Todos los ciudadanos comenzaron a salir de sus hogares, recogiendo sus pertenencias y obligando a sus hijos a abandonar el reino. Muchos quisieron dirigirse hacia el puerto para coger un barco y partir hacia cualquier territorio, pero los suministros y los navíos escaseaban, por lo que la multitud ya comenzaba a formarse desde la avenida.

Los tres amigos se metieron en una pequeña callejuela, observando la emigración que se iba a producir y cómo los ciudadanos, cegados por el miedo y el egoísmo de mantenerse a salvo, corrían apresurados y entre empujones. Otros optaron por refugiarse a las afueras del reino, en el bosque, pero solamente aquellos que tenían alguna cabaña o familiar cercano podían considerar aquella opción.

—¿¡Qué hacemos?!—se desesperó Jara—¡Cecie está en el castillo, no podemos abandonarla aquí!

—¡Tenemos que coger un barco antes de que no quede ninguno! ¡Yo iré a por él, Will, acompaña a Jara e ir a buscar a Cecie!

—¡No podemos separarnos ahora! ¿¡Qué pasa si no nos encontramos luego!? ¡No puedo volver a perderte!

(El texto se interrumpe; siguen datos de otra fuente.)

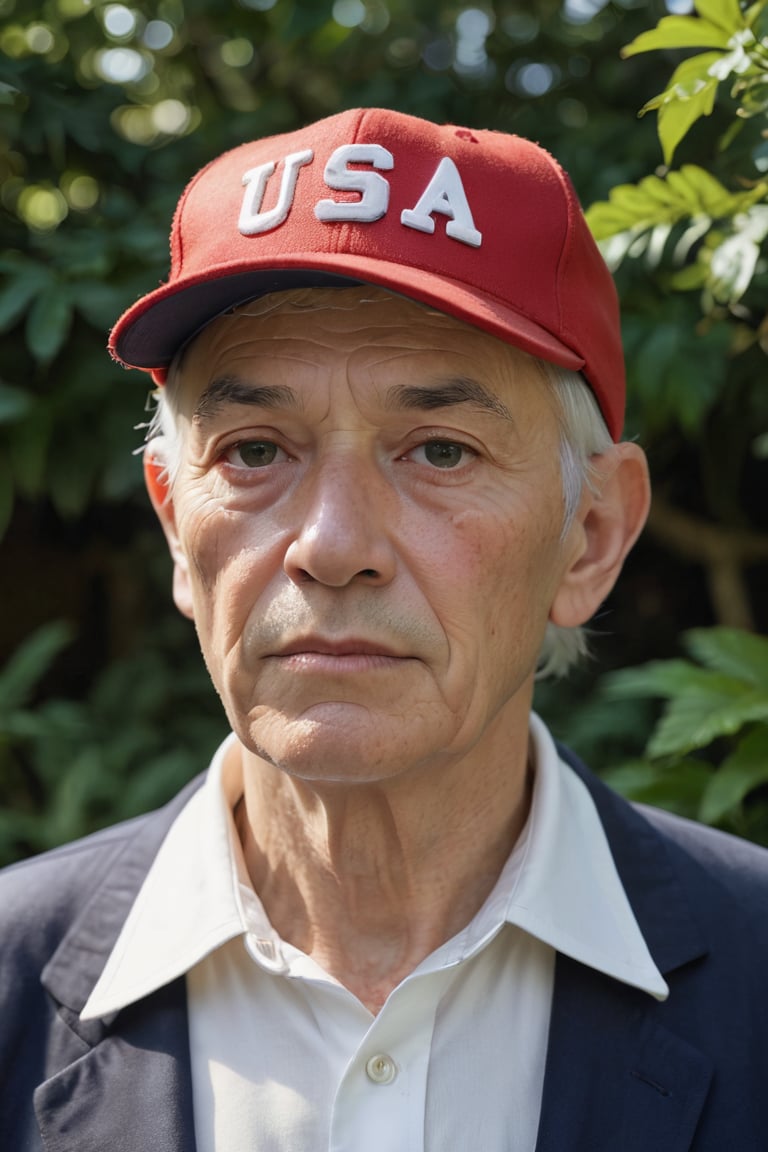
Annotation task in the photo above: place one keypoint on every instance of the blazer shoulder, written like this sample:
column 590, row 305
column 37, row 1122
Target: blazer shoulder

La tensión estaba en el aire y la intranquilidad les dominó haciéndoles perder la cordura. Aquella declaración paralizó el pulso de Cristian, y lejos del horror que se acababa de formar en Argag, su tierno corazón se derritió. Le besó la comisura de los labios y más que para tranquilizarle a él lo hizo para sosegarse a sí mismo. Sin embargo, el fuego que se formó de repente frente a ellos les impidió realizar el plan.

El gobernador de Elion acababa de desembarcar en el puerto con antorchas que incendian todo lo de su alrededor: viviendas, mercados, caminos, infraestructuras... Los tres amigos salieron de aquella calle presos del pánico. Su silencio duró apenas unos segundos, hasta que finalmente pudieron reaccionar y asentar cabeza en lo que realmente estaba sucediendo, y en lo que debía de convertirse en una prioridad.

—Tengo que ir a mi casa. —murmuró Cristian. Rodó sus ojos de lado a lado mientras hacía una lista mental de lo que debía de hacer en su hogar. No se dejó dominar por el miedo y su cabeza le preparó para lo que estaba porvenir.

—Yo también. —respondió Jara, aunque su expresión mostraba más preocupación. Le parecieron sensatas las palabras del marine y creyó oportuno regresar a por sus pertenencias, antes de que el fuego se propagase reduciendo todo a cenizas.

Ambos se miraron comprendiendo que sus intenciones eran las mismas: aprovechar para coger suministros. Recordaron la petición anterior de Will, pero ninguno de los dos le hizo caso y acordaron verse en media hora en aquel mismo rincón. Las casas de ambos estaban en puntos totalmente distintos, aunque la distancia no era significativamente grande.